Una scoperta del team di Simona Stäger potrebbe aiutare a trovare una cura per la forma più grave di leishmaniosi. La leishmaniosi è una malattia tropicale che colpisce un numero crescente di persone in tutto il mondo. Ogni anno vengono segnalati tra 700.000 e 1 milione di nuovi casi.
I risultati della ricerca sono stati pubblicati sulla rivista Cell Reports.

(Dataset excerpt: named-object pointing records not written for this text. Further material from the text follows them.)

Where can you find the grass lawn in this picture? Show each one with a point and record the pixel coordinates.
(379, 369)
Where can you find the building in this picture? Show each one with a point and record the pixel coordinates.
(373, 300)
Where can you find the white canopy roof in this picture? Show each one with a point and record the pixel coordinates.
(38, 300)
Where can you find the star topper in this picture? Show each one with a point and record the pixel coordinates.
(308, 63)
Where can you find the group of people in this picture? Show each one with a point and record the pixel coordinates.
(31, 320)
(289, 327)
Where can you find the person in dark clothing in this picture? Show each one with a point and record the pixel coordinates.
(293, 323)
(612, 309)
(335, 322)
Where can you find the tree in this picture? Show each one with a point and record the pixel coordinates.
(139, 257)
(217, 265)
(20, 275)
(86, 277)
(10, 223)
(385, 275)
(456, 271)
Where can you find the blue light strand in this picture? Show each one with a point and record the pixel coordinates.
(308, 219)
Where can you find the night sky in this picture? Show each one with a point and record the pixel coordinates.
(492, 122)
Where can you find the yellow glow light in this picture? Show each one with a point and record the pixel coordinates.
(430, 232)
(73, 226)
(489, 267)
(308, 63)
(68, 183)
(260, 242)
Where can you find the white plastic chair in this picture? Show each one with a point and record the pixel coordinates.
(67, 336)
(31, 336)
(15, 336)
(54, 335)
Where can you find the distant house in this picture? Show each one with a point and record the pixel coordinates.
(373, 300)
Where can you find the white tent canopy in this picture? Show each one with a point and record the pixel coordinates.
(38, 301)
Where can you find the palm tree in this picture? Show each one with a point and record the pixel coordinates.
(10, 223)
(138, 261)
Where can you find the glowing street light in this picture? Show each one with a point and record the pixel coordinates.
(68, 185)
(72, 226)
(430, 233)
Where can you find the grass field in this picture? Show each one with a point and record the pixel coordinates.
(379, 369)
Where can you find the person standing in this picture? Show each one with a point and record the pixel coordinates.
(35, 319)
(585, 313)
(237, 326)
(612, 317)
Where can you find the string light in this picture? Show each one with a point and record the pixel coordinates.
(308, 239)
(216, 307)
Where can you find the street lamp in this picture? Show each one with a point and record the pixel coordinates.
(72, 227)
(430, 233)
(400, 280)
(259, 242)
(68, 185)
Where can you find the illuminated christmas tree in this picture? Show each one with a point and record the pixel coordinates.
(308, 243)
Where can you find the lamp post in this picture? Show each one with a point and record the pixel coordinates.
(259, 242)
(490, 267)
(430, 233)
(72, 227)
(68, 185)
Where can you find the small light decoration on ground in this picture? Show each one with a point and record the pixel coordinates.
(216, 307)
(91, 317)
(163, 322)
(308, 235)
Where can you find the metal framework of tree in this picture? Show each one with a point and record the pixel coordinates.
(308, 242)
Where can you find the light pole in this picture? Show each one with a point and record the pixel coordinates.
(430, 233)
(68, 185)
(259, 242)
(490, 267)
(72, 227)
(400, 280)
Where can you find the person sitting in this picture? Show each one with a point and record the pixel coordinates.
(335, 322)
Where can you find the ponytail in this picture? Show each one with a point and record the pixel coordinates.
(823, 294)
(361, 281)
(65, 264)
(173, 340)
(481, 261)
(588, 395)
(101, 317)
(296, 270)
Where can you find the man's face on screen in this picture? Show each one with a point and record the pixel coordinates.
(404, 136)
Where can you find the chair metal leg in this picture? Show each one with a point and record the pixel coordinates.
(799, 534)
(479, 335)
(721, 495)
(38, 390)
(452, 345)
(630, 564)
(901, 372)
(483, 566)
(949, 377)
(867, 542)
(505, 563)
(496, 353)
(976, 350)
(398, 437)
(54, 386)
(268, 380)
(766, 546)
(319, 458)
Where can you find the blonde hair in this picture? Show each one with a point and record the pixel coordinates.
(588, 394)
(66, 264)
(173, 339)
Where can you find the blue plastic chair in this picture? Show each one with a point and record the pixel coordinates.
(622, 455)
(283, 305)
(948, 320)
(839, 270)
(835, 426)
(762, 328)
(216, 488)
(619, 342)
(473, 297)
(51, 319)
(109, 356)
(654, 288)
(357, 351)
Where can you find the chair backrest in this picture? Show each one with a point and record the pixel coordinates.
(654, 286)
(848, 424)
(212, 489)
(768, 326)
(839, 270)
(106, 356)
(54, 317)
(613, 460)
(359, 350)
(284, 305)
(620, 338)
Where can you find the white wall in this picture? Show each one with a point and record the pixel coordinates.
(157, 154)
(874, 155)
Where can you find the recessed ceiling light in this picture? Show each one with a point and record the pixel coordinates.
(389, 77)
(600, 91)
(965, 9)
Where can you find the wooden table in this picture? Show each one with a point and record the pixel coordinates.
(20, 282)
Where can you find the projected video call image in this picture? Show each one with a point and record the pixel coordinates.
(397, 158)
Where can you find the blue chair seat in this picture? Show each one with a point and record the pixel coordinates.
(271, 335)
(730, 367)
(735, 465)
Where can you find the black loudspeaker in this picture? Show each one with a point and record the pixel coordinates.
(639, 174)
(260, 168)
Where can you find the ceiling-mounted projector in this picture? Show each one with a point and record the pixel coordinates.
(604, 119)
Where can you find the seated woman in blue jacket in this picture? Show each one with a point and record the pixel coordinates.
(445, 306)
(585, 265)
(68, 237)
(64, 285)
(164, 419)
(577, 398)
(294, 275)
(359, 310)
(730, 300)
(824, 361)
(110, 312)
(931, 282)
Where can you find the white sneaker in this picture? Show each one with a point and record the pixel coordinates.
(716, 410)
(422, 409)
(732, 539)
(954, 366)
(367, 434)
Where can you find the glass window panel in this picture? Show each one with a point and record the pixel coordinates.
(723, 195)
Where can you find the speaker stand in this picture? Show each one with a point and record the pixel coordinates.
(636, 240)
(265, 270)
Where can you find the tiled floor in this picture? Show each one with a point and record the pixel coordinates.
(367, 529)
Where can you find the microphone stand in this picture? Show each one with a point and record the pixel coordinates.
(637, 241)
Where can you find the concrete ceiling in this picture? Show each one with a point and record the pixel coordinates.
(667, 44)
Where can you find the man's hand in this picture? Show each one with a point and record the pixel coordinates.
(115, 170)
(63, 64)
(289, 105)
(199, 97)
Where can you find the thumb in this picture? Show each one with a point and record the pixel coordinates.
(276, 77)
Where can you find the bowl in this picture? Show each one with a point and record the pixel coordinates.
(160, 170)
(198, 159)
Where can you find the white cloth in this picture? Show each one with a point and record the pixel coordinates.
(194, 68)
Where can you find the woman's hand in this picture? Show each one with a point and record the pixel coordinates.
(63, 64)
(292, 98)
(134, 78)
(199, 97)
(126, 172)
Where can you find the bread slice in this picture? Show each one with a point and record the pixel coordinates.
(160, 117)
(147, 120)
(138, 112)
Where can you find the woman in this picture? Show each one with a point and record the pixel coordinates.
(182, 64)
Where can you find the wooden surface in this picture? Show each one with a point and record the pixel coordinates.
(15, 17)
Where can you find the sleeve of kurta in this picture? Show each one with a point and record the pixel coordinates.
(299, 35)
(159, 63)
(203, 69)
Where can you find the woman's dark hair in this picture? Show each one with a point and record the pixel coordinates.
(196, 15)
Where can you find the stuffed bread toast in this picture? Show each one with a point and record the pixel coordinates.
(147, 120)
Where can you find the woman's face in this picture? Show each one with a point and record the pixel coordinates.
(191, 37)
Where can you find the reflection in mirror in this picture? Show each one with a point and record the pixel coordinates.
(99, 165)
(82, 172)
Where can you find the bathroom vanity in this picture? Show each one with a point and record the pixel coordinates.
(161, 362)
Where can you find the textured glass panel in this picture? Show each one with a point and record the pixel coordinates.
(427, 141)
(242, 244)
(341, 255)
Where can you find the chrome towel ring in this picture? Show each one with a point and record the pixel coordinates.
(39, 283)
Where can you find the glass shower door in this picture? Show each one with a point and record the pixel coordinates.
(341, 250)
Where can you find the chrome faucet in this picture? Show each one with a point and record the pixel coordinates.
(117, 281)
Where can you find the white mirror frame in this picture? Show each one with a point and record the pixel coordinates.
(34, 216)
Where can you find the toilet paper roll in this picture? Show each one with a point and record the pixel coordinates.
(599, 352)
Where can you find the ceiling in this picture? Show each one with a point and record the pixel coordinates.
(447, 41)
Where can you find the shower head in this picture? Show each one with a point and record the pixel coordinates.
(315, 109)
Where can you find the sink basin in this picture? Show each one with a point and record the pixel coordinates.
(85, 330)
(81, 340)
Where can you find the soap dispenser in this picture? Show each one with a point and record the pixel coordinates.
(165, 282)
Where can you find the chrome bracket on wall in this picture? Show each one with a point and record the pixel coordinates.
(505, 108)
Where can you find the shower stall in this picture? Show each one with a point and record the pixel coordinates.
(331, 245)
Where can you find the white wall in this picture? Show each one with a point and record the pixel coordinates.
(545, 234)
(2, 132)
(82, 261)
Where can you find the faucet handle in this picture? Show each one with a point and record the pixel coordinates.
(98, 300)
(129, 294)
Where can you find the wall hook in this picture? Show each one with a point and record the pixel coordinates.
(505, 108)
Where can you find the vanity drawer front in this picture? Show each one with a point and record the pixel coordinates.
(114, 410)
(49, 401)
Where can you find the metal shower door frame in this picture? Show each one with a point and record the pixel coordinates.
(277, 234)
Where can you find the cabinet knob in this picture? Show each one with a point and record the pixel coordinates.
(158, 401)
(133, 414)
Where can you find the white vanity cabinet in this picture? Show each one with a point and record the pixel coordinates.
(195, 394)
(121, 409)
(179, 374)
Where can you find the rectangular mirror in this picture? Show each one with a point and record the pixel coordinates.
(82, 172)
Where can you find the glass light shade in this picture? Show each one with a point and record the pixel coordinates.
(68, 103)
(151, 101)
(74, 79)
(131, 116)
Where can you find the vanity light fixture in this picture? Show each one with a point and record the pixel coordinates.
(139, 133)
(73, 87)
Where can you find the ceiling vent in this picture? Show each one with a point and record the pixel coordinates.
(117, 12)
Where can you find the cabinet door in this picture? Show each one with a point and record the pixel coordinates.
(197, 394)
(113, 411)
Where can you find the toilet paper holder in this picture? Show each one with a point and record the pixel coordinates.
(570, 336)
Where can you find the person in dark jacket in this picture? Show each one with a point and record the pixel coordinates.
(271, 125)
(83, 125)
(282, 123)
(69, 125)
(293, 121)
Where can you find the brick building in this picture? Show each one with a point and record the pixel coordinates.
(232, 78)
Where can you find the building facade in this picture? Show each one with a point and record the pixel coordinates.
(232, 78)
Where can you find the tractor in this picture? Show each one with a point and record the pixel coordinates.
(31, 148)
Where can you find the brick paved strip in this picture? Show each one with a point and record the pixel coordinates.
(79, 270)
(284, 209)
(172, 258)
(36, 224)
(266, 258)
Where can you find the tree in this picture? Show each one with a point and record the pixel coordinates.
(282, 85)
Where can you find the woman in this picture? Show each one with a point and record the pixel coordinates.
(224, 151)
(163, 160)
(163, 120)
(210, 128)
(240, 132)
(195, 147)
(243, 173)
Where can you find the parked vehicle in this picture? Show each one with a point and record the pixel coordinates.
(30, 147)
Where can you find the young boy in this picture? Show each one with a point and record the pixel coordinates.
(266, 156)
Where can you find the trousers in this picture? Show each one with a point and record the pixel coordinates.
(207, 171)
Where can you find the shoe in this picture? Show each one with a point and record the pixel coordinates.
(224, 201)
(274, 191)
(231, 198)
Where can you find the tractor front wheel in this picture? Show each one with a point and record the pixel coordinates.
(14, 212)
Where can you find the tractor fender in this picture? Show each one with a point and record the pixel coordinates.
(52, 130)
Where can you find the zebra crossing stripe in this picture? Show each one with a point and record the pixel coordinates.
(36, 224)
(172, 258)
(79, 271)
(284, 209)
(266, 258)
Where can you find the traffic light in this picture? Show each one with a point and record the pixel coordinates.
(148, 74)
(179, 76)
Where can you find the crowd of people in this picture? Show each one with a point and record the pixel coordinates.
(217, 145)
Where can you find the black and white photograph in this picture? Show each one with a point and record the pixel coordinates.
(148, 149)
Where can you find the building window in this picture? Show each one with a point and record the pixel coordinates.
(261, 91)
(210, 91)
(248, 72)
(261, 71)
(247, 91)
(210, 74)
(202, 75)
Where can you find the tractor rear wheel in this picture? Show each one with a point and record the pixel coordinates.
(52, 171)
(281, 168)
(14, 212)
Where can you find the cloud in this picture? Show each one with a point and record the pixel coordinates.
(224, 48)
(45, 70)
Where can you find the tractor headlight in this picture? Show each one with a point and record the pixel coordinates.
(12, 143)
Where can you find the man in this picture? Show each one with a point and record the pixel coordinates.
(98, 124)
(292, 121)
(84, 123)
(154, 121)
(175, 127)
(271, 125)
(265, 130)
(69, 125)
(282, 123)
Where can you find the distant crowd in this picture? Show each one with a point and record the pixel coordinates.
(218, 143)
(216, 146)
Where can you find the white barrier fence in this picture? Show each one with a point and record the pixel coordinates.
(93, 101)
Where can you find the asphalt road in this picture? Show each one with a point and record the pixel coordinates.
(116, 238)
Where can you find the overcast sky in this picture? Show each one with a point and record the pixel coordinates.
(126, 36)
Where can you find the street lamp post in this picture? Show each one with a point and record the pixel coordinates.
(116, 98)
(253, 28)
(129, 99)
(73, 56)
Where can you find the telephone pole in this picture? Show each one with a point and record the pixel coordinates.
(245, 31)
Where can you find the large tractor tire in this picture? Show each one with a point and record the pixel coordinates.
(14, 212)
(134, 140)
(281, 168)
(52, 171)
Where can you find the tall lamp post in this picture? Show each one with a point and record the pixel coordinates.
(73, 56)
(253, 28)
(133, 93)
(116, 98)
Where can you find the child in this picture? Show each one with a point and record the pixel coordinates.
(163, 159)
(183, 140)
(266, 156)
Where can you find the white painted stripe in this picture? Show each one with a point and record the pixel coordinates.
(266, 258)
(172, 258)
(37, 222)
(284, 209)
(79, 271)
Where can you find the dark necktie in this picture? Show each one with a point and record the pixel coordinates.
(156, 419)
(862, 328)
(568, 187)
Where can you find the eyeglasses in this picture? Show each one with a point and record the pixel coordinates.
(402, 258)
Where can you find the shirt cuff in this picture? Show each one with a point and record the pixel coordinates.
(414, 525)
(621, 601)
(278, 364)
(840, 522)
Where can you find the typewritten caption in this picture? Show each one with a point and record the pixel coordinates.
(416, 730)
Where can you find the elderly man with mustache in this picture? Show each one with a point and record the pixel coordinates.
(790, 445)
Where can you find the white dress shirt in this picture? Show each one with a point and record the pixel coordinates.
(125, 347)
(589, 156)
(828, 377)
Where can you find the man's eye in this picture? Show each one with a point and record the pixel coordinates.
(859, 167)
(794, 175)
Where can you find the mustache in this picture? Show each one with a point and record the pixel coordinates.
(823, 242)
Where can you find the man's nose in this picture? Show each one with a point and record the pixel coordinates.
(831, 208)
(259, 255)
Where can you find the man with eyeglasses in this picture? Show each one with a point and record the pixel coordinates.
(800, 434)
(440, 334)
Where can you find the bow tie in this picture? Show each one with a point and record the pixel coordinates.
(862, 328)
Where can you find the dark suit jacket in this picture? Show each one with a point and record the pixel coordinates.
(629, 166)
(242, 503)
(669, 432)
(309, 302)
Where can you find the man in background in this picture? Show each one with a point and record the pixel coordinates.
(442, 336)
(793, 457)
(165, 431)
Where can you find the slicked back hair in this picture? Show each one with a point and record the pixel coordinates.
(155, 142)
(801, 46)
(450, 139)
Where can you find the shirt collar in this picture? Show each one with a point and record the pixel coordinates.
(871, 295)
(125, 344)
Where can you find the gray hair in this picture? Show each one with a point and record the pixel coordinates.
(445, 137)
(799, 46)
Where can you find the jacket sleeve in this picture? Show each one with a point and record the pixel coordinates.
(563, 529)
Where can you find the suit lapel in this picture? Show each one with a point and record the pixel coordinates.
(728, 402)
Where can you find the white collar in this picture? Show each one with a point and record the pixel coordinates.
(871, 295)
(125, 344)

Le cause della leishmaniosi
Causata da un protozoo parassita del genere Leishmania, che si trasmette all’uomo attraverso la semplice puntura di un flebotomo, la leishmaniosi comprende tre forme cliniche, di cui la forma viscerale è la più grave.
La professoressa Stäger dell’Institut national de la recherche scientifique (INRS) e il suo team, in collaborazione con altri ricercatori dell’INRS e dell’Università McGill, hanno osservato un sorprendente meccanismo immunitario legato alla leishmaniosi viscerale cronica.
Questa scoperta potrebbe essere un passo importante verso un nuovo approccio terapeutico a questa malattia.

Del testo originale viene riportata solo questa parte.